The order in which certain other properties are proved is in itself highly interesting. That God is living is proved from his intelligence, truly in the spirit of Aristotle. Furthermore, the presence in God of perfect knowledge is used to show that God is also the cause of things. It is manifest, Thomas says, that God causes things to be by his intellect. For his being, esse, is to understand, intelligere; therefore it is necessary that his knowledge is the cause of things. He adds, though, according as he has a will which joins in. I will comment on this additional clause in a moment. The idea behind this argument is this: Anybody who wants to make or produce something must have an idea or a previous knowledge of what he wants to produce. As Thomas puts it: “The knowledge of God is related to all created things as the knowledge of an artisan is related to the artifact which he produces.”

The additional clause stipulated that the cooperation of the divine will is also necessary for the act of creative causation.

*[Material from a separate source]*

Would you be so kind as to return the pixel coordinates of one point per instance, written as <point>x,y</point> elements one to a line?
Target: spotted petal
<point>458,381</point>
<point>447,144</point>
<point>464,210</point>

This might make one think that the intellectualist view of God as prime cause is tempered by an element of voluntarism. But a closer reading shows that this is not so. For in a subsequent question Thomas explicitly says that the divine will is a consequence of the divine intellect. “There is will in God just as there is intellect. For the presence of will follows upon the presence of intellect. Therefore there is will in any being that has intellect.” This statement is a very clear expression of a theologico-philosophical position sometimes designated as “the primacy of the intellect over the will.” Whether the will or the intellect should be regarded as the lord and governor of the soul was one of the critical issues debated in medieval philosophy.

The derivation of the divine will from the divine intellect is one of the decisive steps in Thomas’ reasoning concerning the nature and properties of God. it is hardly surprising now to find that God’s love is viewed as a consequence of his will. Thomas asks whether there is love (amor) in God, and he answers:” In whatever being there is will or appetite, there must also be love. It has been shown that there is will in God, therefore is necessary to suppose that there is love also.”

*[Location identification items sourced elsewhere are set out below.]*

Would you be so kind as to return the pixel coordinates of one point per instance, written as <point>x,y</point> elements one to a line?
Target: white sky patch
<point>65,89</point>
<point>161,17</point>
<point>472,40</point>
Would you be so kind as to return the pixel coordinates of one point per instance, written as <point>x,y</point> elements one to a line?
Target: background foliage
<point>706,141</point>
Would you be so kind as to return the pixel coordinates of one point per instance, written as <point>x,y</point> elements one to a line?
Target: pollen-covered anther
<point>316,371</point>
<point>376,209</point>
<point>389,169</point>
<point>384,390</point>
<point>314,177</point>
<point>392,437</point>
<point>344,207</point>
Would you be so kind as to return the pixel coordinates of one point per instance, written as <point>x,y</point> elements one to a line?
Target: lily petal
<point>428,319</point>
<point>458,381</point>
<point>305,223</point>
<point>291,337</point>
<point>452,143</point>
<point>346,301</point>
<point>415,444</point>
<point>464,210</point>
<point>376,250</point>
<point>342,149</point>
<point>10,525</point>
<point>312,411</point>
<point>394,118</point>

Thus, in sum, God’s life, will, and love appear as necessarily following or flowing from his intellect. The pride of place accorded to the intellect in the Thomist description of the nature of God is considered by critics a crucial move in the history of theology and it exfoliates what is implicit in Aristotle’s concept. Thomas deduces the properties of the Christian God, providence and love, from Aristotle’s Prime Mover as Noesis noeseos.

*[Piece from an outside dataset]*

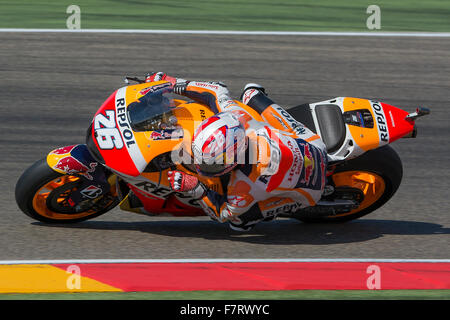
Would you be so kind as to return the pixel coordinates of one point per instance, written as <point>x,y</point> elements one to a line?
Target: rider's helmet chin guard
<point>219,145</point>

Is the God of Aristotle a personal God? Aristotle sometimes speaks of the prime mover as o theos. Aristotle may not have spoken of the Prime Mover as being personal, and certainly the ascription of anthropomorphic personality would be very far indeed from his thoughts, but since the Prime Mover is Intelligence or Thought, it follows that he is personal in the philosophic sense. The Aristotelian God may not be personal secundum nomen, but he is personal secundum rem. It should be noted here that there is no indication that Aristotle ever thought of the Prime Mover as an object of worship, still less as a Being to whom prayers may be profitably addressed. It requires the further deductions of St. Thomas Aquinas to give us the God of providence and of love.